Para muitos uma visita dessa não representa muito , mas para mim traz recordação do tempo em que era moleque e meu pai pedia prá eu buscar um pedaço de ferro chato num fabricante de charretes e carroças .Lá eu ficava admirando os ferreiros que malhavam em dupla, sobre grande bigorna, o aço ao rubro que antes ardia na forja de carvão coque. Os ferreiros suavam copiosamente sob o calor do ambiente onde centelhas incandescentes de carvão riscavam os ares . O som de sino da imponente bigorna com sua face plana e polida soava como música aos meus ouvidos.
Voltando a oficina sui generis do amigo, lá podemos encontrar muita coisa interessante que satisfaz nosso prazer como: bodoque ,lâminas variadas semi acabadas, muitas empunhaduras de facas, algumas esculpidas , coronhas de armas, facas sorocabanas. Horas lá dentro passam como minutos no deleite da variedade de coisas que nos atraem.
Uma coisa que me chamou atenção foi um lampião a carbureto, muitíssimo bem trabalhado em inox com as partes de rosca em latão. Como havia diversos, não hesitei em perguntar se vendia um, e acabei trazendo um prá casa para adorno. O amigo me explicou que aqueles eram os últimos feitos por um ancião muito habilidoso.

Esse lampião me fez voltar no tempo e recordar quando fazíamos caçadas de rãs com luz de carbureto do lampião que meu pai fez, que ainda guardo de recordação.
O ritual da preparação muitas vezes vale como parte da caçada. Diferente de hoje em dia que pegamos uma lanterna e já saímos, o lampião a carbureto, tinha que limpar primeiramente os restos da última vez que foi usado, pois deixávamos aceso até acabar o gás, então ficava a sobra das pedras transformadas numa substância branca igual a cal.
Limpávamos o recipiente de baixo e colocávamos novos pedaços de pedra de carbureto, enchia o reservatório de água e testava o registro para ver se pingava.
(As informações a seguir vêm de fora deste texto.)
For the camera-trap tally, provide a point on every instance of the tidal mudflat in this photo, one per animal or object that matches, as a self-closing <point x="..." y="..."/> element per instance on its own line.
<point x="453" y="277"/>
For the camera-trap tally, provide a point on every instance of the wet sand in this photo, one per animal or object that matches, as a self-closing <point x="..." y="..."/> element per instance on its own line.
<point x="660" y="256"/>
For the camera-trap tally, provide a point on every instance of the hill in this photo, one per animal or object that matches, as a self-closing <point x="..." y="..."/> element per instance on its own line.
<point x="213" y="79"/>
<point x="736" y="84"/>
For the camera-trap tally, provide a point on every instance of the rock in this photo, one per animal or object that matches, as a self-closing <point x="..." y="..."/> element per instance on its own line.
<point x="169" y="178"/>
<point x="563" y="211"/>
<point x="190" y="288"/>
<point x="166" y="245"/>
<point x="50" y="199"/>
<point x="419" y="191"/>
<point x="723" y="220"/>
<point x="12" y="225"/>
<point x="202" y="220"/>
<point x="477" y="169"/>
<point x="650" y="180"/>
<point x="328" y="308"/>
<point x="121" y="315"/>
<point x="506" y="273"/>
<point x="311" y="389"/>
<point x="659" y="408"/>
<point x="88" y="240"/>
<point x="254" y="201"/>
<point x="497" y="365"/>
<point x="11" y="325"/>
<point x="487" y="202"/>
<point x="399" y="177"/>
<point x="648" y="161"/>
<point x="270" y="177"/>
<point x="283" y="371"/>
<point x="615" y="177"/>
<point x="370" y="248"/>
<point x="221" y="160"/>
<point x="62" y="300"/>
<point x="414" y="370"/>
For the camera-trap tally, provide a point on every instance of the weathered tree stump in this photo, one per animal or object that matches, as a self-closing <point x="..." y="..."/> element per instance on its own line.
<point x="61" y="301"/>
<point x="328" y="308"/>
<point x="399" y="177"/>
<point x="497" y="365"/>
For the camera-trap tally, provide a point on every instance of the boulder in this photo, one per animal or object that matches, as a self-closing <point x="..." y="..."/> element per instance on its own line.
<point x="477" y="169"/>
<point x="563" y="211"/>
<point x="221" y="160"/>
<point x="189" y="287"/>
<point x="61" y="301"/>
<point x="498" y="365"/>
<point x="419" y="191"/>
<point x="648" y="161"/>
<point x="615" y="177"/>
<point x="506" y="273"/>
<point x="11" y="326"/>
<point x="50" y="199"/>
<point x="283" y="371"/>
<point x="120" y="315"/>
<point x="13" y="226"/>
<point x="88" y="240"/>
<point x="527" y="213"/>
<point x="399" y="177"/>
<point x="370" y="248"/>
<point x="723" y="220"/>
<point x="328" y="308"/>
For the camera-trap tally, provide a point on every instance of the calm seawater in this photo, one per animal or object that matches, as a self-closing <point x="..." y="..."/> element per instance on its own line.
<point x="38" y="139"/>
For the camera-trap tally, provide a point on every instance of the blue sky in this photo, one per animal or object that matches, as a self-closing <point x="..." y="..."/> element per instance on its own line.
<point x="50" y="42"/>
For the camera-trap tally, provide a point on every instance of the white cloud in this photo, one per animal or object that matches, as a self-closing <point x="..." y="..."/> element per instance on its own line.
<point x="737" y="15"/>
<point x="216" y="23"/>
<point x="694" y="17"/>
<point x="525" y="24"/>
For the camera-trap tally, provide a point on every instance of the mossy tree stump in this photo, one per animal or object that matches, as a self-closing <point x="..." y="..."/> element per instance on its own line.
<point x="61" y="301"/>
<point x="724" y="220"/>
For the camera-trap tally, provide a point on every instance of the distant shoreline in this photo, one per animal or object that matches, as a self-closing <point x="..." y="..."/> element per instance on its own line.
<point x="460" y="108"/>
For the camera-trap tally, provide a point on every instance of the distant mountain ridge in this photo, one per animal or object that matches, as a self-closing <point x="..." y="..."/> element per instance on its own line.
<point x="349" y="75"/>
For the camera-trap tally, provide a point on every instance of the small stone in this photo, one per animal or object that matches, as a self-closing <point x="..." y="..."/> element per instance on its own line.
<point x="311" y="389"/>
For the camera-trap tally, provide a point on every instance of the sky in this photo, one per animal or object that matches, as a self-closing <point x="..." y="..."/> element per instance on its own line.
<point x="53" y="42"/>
Colocávamos o recipiente de água sobre o das pedras e certificava que estava bem vedado. Limpava o bico com um arame fino de aço que ficava amarrado no lampião. Polia o refletor de metal e acendia o gás.
Tudo a contento, tomava a fisga com cinco ou seis pontas fixada num cabo de bambu, e saía em busca dos pequenos córregos onde coachavam sapos e rãs nas noites quentes de verão.
Para o novato era um pouco difícil identificar a diferença do sapo e da rã e muitas vezes confundia e pegávamos sapos. Com o tempo a prática era adquirida, apanhávamos diversas rãs, mas quando deparávamos com uma rã pimenta, os nervos vinham a flor da pele, pois a gente não podia falhar.Sorrateiramente, aproximávamos a fisga bem perto da divisa entre a cabeça e o corpo da rã , com um golpe rápido enterrava a fisga. Não podia levantar a fisga, pois a tal era ardilosa e até não ser apanhada com as mãos não podíamos afrouxar a fisga.
Chegando em casa limpávamos as rãs e noutro dia saboreávamos fritinha a iguaria que hoje quase não vemos mais.